In an expansive interview that was released on Sunday, Bush detailed his role in a bombshell 2005 tape of Trump making lewd and sexually aggressive remarks about women in an off-camera conversation with Bush for a segment on "Access Hollywood."
The footage, which was released by the Washington Post in October, caused a firestorm around then-candidate Trump leading him to make a statement where he called the conversation, "locker room banter."
A point with which Bush disagreed.
"No. I'm in a lot of locker rooms," Bush said. "No, that is not the type of conversation that goes on or that I've participated in."
Bush revealed that he had not known that the tape was going to go public beforehand, but knew about its existence for 11 years.
"I remember the day," he said.
Following the tape's release, backlash also surrounded Bush, which ultimately led to the "Today" show host losing his job at the NBC morning show.

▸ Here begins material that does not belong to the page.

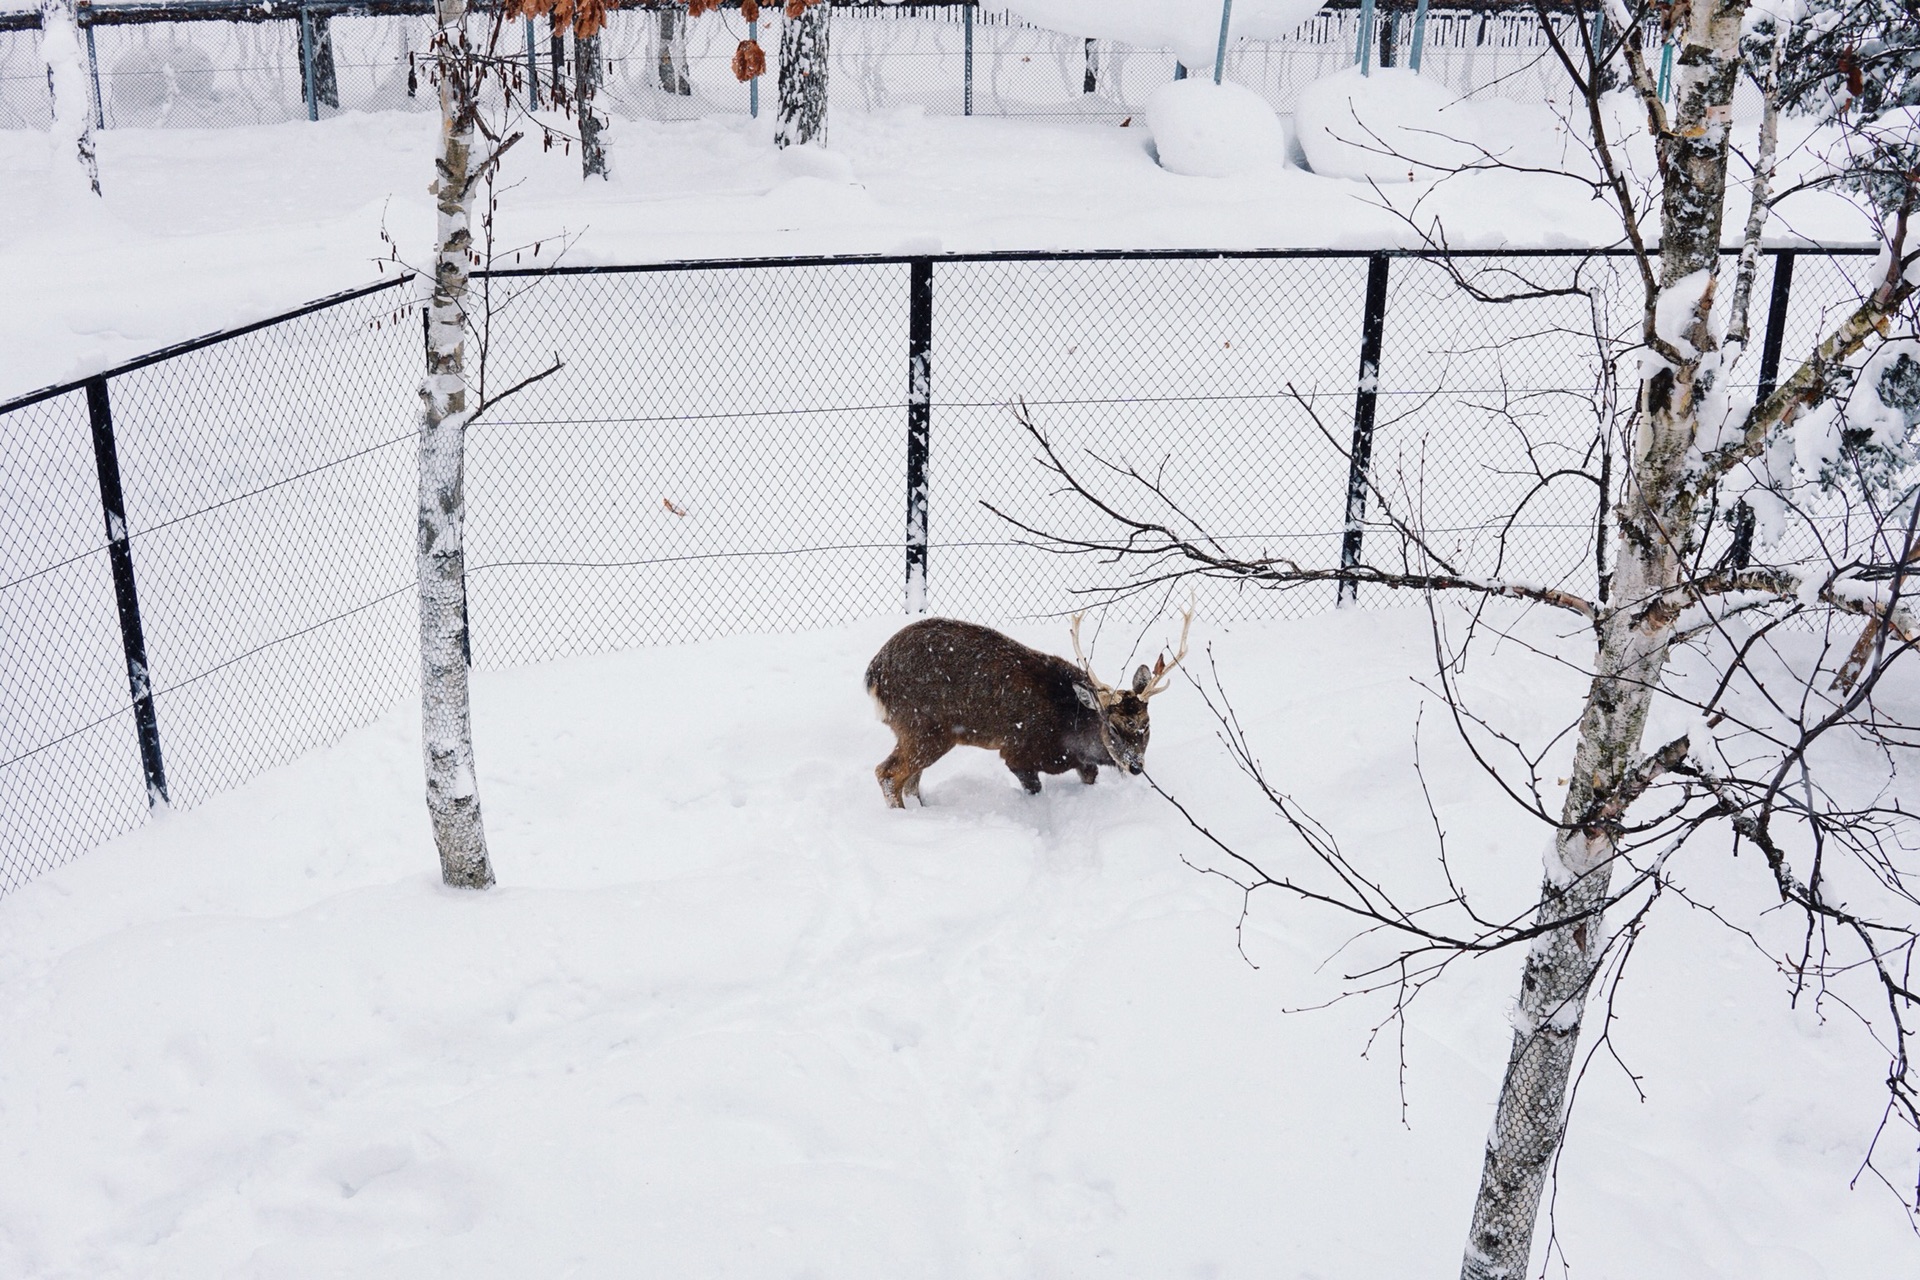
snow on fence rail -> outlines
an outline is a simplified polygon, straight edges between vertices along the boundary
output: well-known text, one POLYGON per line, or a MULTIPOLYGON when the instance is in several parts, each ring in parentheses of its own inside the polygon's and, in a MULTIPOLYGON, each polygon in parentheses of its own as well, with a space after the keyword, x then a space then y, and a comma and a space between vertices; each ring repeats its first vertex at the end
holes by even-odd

Bush told the magazine that the "irony is glaring" that he was fired over the tape while Trump went on to become president. He also thought that he would be able to work through it and address the situation.
"I put together an apology right away... I told people that I was ashamed and embarrassed. And I was. So in the beginning, I thought, 'OK, we'll go and own up to this moment,'" Bush said. "Then I got home, and it started to become apparent that [I] would not be returning [to "Today"]. It hurt a lot, and I fell apart."
Bush said that his "Today" colleagues like Matt Lauer, Savannah Guthrie, and others reached out to him since the controversy. He also said that he reached out to his "Access Hollywood" co-host, Nancy O'Dell, who was described in crass terms on the tape. (Bush, however, would not say if O'Dell had responded.)
Bush, who is married and has three daughters, dealt with the fallout from the tape by going to a retreat over the holidays, using meditation, and even walking on hot coals with motivational speaker, Tony Robbins.
After being out of the public eye for months, the former host is now planning his comeback to television.
"There's a process that needs to take place because you just can't come back; it has to have changed you in some way," Bush said. "But I plan to return to the job that I love, which is television, communicating, interviewing people."